I have created a minimal script that reproduces the effect:
import time
import uuid
import tensorflow as tf
def create_vocab(vocab_size):
return [str(uuid.uuid4()) for i in range(vocab_size)]
def run(vocab_size):
vocabulary = create_vocab(vocab_size)
model = tf.keras.Sequential([
tf.keras.layers.StringLookup(
vocabulary=vocabulary,
mask_token=None),
tf.keras.layers.Embedding(
vocab_size + 1,
24)
])
t1 = time.time()
model.predict([vocabulary[4]])
t2 = time.time()
inference_time = t2-t1
print(f"Vocab size: {vocab_size} / Inference time: {inference_time}")

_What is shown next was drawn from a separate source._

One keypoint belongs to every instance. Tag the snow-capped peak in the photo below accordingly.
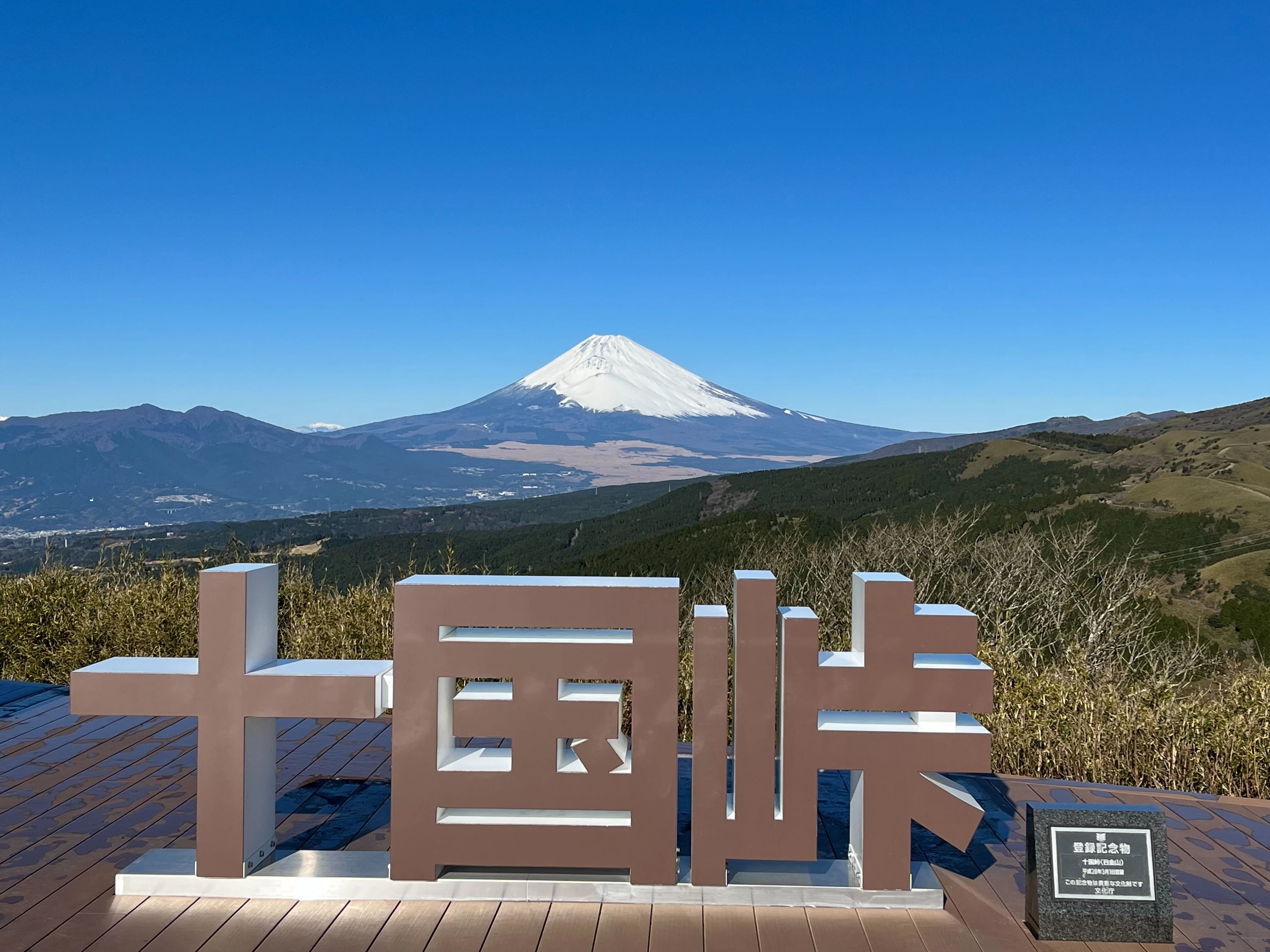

if __name__ == '__main__':
for vocab_size in [1000, 10000, 100000, 1000000, 10000000]:
run(vocab_size)
The results I get are: Vocab_Size Inference time 1000 0.041 10000 0.106 100000 0.718 1000000 7.351 10000000 82.48
I can only assume that this is expected behaviour and I am using the wrong pattern. However, my question then is, how might I build a performant online model that uses high volumes of embeddings? The use case I have here is users in a recommender system where I would like to perform realtime inference on a model containing at least 10m user embeddings in <200ms. There must be many online models that achieve this. Any advice much appreciated.
UPDATE, SOLVED: It was solved by removing the string lookup from the model as it appears this component is particularly inefficient. The alternative approach is to do a string-to-int user mapping and use this as input instead. With this approach, the 10m vocab variant returns in 200ms.